For sequence searching:
- Find the sequence for the gene or protein in GenBank (unless provided).
- Review your sequence query*.
- Determine search limits (percent identity threshold, polymer length range for answers)
- Upload your sequence into GenomeQuest, STN, NCBI-BLAST or other chosen search engine.
- Run your queries for the sequence in the appropriate databases.
- Note: When first performing sequence searching, it is recommended to review your queries with another person before the searcher runs the query to double check the queries are correct and the databases chosen are appropriate. The services for these databases are usually very expensive and it is useful to have a second pair of eyes checking the queries before they are run to avoid mistakes.
Key Classification Areas
Identify classes and subclasses by developing a detailed search string designed to find a small group of closely related patents. A phone conversation with a United States Patent and Trademark Office (USPTO) Examiner is also beneficial after identifying some initial US classes and subclasses.

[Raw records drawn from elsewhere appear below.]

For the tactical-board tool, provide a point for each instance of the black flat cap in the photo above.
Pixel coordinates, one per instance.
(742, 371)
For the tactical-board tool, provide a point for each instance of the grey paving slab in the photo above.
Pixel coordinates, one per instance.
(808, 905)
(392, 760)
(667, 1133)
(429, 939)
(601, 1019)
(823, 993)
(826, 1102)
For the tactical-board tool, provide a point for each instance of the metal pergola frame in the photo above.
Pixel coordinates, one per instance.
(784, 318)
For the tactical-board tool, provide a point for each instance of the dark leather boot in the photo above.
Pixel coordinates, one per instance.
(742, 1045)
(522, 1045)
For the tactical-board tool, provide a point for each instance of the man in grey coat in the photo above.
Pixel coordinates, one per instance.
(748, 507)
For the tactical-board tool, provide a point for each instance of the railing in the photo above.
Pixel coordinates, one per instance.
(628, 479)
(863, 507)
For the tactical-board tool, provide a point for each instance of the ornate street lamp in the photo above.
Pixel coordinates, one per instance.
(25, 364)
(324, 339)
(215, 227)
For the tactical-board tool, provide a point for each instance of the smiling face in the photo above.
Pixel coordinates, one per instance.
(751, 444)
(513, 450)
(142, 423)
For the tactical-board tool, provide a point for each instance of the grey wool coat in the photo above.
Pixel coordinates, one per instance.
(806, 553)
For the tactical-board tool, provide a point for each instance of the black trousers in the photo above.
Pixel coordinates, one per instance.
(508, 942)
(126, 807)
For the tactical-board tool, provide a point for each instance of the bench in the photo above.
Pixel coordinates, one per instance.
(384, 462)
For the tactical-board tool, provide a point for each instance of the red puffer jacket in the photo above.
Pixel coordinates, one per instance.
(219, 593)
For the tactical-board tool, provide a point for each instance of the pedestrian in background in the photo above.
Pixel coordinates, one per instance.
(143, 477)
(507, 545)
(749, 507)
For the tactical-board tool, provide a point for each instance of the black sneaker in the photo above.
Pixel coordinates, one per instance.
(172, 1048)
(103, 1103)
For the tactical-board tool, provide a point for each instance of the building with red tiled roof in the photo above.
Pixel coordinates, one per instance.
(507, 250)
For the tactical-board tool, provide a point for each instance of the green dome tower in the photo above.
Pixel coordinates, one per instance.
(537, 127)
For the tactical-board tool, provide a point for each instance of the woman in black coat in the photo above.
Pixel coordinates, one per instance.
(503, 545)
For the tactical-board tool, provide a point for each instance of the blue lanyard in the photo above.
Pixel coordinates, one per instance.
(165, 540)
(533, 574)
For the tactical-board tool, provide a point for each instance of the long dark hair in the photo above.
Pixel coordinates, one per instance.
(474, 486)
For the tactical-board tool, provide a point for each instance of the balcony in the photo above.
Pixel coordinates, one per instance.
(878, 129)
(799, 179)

The following US and International Patent Classification (IPC) classes are common to biotechnology:
- 047 Plant husbandry
- 119 Animal husbandry
- 127 Sugar, starch, and carbohydrates
- 131 Tobacco
- 424 Drug, bio-affecting and body treating compositions
- 426 Food or edible material: processes, compositions, and products
- 435 Chemistry: molecular biology and microbiology
- 436 Chemistry: analytical and immunological testing
- 504 Plant protecting and regulating compositions
- 514 Drug, bio-affecting and body treating compositions
- 800 Multicellular living organisms and unmodified parts thereof and related processes
- 930 Peptide or protein sequence
- 977 Nanotechnology
- Section A – Human Necessities
- Section C – Chemistry, Metallurgy
Refer to Other Articles
It is recommended that one read the corresponding best practices articles on Chemistry and Pharmacology, Chemical Engineering, and Medical Devices. Due to some overlap in the fields, the best practices and sources disclosed in those articles may also be applicable to Biotechnology searches.